Cheryl Fellores
Fears. We all have them. Fears come in different shapes and sizes, but they share something in common: their ability to paralyze us and take our focus off God. The little voice of fear we hear becomes louder than the gentle whisper of our loving Savior.
In August 2007, my biggest fear became a reality. My teenage son, Justin, moved back to Indiana to live with his father. The weeks leading up to his departure, I prayed my most heart-felt prayers for God to stop the madness. God’s response was “Do you trust Me?” My instant answer was “yes, but not enough to give up my son.” That began my journey of truly trusting Him. “Trust in the Lord with all your heart and lean not on your own understanding” (Proverbs 3:5).
“Do you trust Me?” Those four simple words rocked me to my core because I understood what it meant. I’d have to face my biggest fear in life: losing Justin. God didn’t stop the nightmare. Instead, He held me close as I gave up my son.
None of this surprised God. He had been preparing me when He prompted me months prior to get serious about quiet time with Him. During that quiet time, He taught me how to listen for His voice and to dig deeper into His Word. That was paramount to helping me through my dark days.
Over the next few months, I battled hopelessness and depression as I prayed for God to bring my baby back. His answer was “No.” God reminded me that Justin had become more important in my life than my relationship with Him, violating the first commandment of “You shall have no other gods before me” (Exodus 20:3). As I continued the learning process, God poured into me by surrounding me with women of faith. He also used Christian music to shift my focus from me to Him.
One morning, the light bulb came on while listening to Casting Crown’s “Praise You in This Storm.” Right then and there, I thanked God for my circumstances. “And we know that in all things God works for the good of those who love Him, who have been called according to His purpose” (Romans 8:28). God had a reason for this storm.
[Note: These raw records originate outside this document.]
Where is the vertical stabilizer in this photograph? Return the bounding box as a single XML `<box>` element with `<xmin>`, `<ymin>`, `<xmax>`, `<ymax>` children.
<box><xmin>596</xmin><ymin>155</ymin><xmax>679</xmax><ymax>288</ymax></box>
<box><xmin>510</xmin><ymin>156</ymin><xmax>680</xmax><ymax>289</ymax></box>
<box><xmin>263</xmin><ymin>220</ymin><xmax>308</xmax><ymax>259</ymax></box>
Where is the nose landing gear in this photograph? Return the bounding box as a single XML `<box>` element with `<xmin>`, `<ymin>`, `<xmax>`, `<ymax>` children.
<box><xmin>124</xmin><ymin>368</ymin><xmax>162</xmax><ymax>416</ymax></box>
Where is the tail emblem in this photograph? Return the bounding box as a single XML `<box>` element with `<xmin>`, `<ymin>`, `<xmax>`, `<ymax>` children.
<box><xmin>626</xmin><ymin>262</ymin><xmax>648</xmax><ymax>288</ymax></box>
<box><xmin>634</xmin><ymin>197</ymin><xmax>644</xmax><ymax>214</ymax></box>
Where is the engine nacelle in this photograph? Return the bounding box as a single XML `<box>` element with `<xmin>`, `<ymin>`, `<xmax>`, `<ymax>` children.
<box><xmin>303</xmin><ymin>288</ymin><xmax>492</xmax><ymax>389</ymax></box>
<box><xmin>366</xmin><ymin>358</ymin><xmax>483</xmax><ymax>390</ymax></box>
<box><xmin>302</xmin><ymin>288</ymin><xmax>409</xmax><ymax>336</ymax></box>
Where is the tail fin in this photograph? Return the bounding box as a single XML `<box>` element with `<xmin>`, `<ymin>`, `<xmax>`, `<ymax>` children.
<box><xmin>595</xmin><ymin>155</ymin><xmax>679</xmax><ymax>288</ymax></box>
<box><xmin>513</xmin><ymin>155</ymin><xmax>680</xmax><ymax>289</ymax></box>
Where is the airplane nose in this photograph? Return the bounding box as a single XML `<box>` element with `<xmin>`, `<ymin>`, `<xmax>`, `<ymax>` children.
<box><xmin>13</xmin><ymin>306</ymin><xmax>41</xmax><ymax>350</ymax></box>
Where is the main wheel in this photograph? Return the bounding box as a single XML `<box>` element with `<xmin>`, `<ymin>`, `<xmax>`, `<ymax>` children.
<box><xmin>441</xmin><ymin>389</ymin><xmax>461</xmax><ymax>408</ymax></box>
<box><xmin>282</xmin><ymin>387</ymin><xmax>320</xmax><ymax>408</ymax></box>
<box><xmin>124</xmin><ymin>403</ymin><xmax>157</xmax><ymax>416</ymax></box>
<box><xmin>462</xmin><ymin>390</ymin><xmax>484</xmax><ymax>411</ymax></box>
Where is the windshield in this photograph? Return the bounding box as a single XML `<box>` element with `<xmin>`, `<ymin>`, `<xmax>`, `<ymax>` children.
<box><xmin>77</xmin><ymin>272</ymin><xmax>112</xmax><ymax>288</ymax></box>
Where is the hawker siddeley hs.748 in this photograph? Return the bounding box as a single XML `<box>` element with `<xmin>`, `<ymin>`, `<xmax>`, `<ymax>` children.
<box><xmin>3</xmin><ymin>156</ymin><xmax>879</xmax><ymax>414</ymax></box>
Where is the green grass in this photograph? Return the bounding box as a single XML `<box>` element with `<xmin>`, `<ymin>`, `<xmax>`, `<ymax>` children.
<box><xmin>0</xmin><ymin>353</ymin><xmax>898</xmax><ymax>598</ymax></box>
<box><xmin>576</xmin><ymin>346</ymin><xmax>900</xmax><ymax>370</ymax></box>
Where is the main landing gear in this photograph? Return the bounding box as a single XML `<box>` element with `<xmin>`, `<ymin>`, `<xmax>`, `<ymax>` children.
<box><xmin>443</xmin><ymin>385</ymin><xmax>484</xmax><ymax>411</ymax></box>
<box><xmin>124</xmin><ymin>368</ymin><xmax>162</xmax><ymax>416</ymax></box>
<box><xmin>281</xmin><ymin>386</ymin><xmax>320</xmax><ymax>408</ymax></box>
He used it to help me completely rely on Him for peace. It was then that I accepted my situation. My heart was filled with gratitude right there in the middle of the biggest storm of my life. My thankfulness was no longer conditional upon Justin coming home. My faith had grown wings. I was soaring with God.
A few months after Justin’s move to Indiana, he came home for a visit. As he shared his desire to live with us again, I had to put my faith into action while fighting every urge in my body that wanted to take control to make it happen. No, this time, I was committed to doing it God’s way. Taking Justin to the airport was gut-wrenching, but I had to trust God, and this time I really did. As we waited, over and over I prayed “Your will, Your way in Your time – not mine.”
Then, it happened. On January 27, 2008, God rewarded my obedience and trust. Justin came home. This time, it was to stay.
In looking back, I realized something. There were a few prodigal experiences running simultaneously. Before this storm, Justin wanted very little to do with God. But now, he’s on fire for Jesus. I also ran back into Jesus’ arms, and that is where I will stay.
The memories of that experience are still painful, but it changed my heart as I learned to completely trust the Lord. God had a plan for this. He used it to transform Justin and our entire family, including me. This became part of our story. The story will be told as each of us reach out to the hurting to help them find hope in the Lord. “He comforts us in all our troubles, so that we can comfort those in any trouble with the comfort we ourselves receive from God” (2 Corinthians 1:4). God has led me to write a book and to share our story with Christian women’s groups. For Justin, God is calling him to become a youth pastor.
Do we ever learn when the experiences are easy? I rarely do, but I wish I had! This lesson stuck and has become my reference for every time the storms brew. I’ve learned that even though the storm clouds are rolling in, the sun still shines behind them. Our Lord shines even when we can’t see Him in the raging storms of life. He’s still there – just like the sun shining behind the storm clouds. “God has said, ‘Never will I leave you; never will I forsake you’” (Hebrews 13:5b). But, it’s not enough to just know that in our heads-we need to know it deep in our hearts.
God has a plan for each of us. He needs us to step up and engage in that plan. It brings meaning to our lives and to the pain we have suffered. We are called to help others to find Jesus in their storms of life.
“For I know the plans I have for you,” declares the Lord, “plans to prosper you and not to harm you, plans to give you hope and a future” (Jeremiah 29:11).
God’s promises aren’t just for those who lived many, many years ago. They are for you and me. We have a choice. Will we trust Him? Will we strain to hear His voice in the midst of our storms?
Speaker and writer Cheryl Fellores is passionate about helping others find Jesus. She and her husband Joey raise four children, ages 18 to 5, just outside of Charlotte, North Carolina. Cheryl actively volunteers with a number of organizations including the Cove Church and In His Steps dance ministry.
1 comments:
Cheryl,
This is such a beautiful testimony of God holding you close through the storm. And ultimately using it for His purposes. I just love how He does that!
This was beautifully written and I just know the Lord is going to use your words to bless, encourage and challenge others in their walks with Him.